By Example: Let’s say you’ve got $1000 in income you want to salt away for retirement. You can put it into a traditional IRA, which means you will not pay taxes on it now but will pay taxes on it when you withdraw the money. Or you can put it in a Roth, which means you will pay taxes on it now, but not when you withdraw it. Assume that you are, and will be, in the 25% tax bracket and that between now and when you withdraw the money in retirement your investments will earn 200% return.

For the traditional, you would deposit $1000 now, it would grow to $3000, and when you withdrew it you would have $2250 after taxes. For the Roth, you pay $250 in taxes now, deposit $750, and it grows to $2250, which you can withdraw without paying taxes. So you see, you wind up with the same amount of money either way.

Algebraically: Let

$X = the pre-tax money to be saved

T = the marginal tax rate

r = the compounded return between deposit in the IRA and withdrawal

For the traditional, the after-tax value at withdrawal is:

($Xr)(1 – T) = $Xr – $XrT

For the Roth it is:

($X(1 – T))r = ($X- $XT)r = $Xr – $XrT

Thus, the after-tax values of the two accounts are identical.
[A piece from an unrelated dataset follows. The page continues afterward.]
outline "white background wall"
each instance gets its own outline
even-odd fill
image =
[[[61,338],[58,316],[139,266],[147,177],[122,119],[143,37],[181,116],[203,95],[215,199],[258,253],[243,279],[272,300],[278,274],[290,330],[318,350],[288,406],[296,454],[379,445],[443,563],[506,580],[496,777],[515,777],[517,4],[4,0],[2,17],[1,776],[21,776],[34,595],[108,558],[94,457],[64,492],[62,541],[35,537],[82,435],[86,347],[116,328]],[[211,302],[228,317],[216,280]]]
Allegorically: Once upon a time there were two farmers named Joe and Bob who lived in the Kingdom of Ira. The King of Ira said to Joe and Bob that they must pay one fourth part of their grain as a tax. But, being a kind and wise king, he gave them a choice. They could pay a fourth of their seed in the spring or a fourth of their harvest in the fall.

Joe chose to pay a fourth of his seed and so could sow only three fields, but kept all that he reaped. Bob decided to keep all his seed, and planted four fields, but had to give the bounty of one of those fields to the king. Both farmers had three fields worth of grain to feed their families and so lived happily ever after.

Cynically: The traditional was around for rather a while before the government invented the Roth. You think they would have enacted something that seriously reduced tax revenues?

There are reasonable and well-informed reasons to prefer a Roth, all of which, in my opinion, violate "all else equal." Chief amongst these is the view that the marginal tax rate will be higher in retirement. I don’t happen to agree with this as a general statement, but a person who believes this still gets a gold star  for actually understanding the issue.

And there are some implementation details around how much you can contribute, and if you can contribute at all, to each type. And the estate planning implications of choosing between the two types give me a headache every time I read about them.

But differing tax rates and estate planning don’t show up very often in the blogs, newspapers, books, and radio shows that tell folks to choose Roth. No, these experts just don’t understand IRAs. And I just don’t understand that.